Estádio Ildo Meneghetti
- Interactive map of Estádio Ildo Meneghetti
- Full name: Estádio Ildo Meneghetti
- Location: Porto Alegre, Brazil
- Owner: Sport Club Internacional
- Capacity: 20,000

Construction
- Built: 1931
- Opened: 15 March 1931
- Closed: 1969
- Demolished: 2012

Tenants
- Sport Club Americano Sport Club Internacional

= Estádio dos Eucaliptos =

Football stadium in Porto Alegre, Brazil

The Estádio Ildo Meneghetti, familiarly known as Estádio dos Eucaliptos, was a football stadium located in the neighborhood of Menino Deus, in Porto Alegre, Rio Grande do Sul, Brazil. The stadium was built in 1931 had a maximum seating capacity of 20,000 people.

Estádio dos Eucaliptos was owned by Sport Club Internacional. The stadium was nicknamed after Chácara dos Eucaliptos (meaning Eucalyptus' Ranch), the site of the stadium. Its formal name honors Ildo Meneghetti, who was a president of Internacional and an engineer.

==History==
In 1931, Estádio dos Eucaliptos were completed. The then-maximum seating capacity was of 10,000 people. The inaugural match was played on 15 March 15 when Internacional beat Grêmio 3-0. The first goal of the stadium was made by Internacional's Javel.

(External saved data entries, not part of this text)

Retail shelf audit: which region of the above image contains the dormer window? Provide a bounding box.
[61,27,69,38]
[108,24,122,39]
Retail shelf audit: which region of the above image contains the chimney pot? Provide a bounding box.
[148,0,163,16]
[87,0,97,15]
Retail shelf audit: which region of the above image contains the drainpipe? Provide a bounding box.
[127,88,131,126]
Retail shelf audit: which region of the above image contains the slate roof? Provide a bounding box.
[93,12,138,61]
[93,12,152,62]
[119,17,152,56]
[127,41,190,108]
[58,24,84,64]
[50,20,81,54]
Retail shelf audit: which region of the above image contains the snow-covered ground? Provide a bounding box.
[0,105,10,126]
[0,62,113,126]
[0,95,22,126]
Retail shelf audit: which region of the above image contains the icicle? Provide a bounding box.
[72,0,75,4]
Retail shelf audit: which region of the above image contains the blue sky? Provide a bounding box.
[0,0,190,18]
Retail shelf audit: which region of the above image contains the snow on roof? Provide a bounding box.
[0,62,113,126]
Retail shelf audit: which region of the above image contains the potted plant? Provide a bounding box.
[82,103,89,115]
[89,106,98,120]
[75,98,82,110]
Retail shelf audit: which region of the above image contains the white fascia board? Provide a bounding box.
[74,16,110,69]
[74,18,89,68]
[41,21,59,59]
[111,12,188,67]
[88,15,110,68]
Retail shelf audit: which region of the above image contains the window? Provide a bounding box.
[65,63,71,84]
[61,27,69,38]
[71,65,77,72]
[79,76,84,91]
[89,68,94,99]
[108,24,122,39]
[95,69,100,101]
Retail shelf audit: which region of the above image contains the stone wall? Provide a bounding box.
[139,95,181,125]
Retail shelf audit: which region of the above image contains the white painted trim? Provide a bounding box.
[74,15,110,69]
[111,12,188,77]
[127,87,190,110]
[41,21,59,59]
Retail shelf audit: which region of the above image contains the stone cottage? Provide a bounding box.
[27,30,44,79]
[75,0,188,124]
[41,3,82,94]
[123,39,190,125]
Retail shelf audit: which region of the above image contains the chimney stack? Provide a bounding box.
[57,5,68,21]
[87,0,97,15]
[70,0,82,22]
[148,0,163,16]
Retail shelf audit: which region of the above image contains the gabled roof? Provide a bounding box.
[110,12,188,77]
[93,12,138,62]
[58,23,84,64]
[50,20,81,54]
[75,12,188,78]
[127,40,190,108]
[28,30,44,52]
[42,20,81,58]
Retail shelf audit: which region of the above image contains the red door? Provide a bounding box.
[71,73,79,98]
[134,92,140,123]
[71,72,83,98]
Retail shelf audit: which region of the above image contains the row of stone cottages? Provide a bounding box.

The stadium's attendance record currently stands at 22,000, set in the inaugural match.

The stadium was reformed by the Brazilian Sports Confederation (CBD) for the 1950 FIFA World Cup, and hosted two matches. On 29 June 1950, the Yugoslavia national team beat the Mexico national team 4-1. On 2 July, Switzerland beat Mexico 2-1.

In March 1969, the last match at Estádio dos Eucaliptos was played. Internacional beat Rio Grande 4-1.

In 1969, after the Estádio Beira-Rio was inaugurated, the Estádio dos Eucaliptos was deactivated.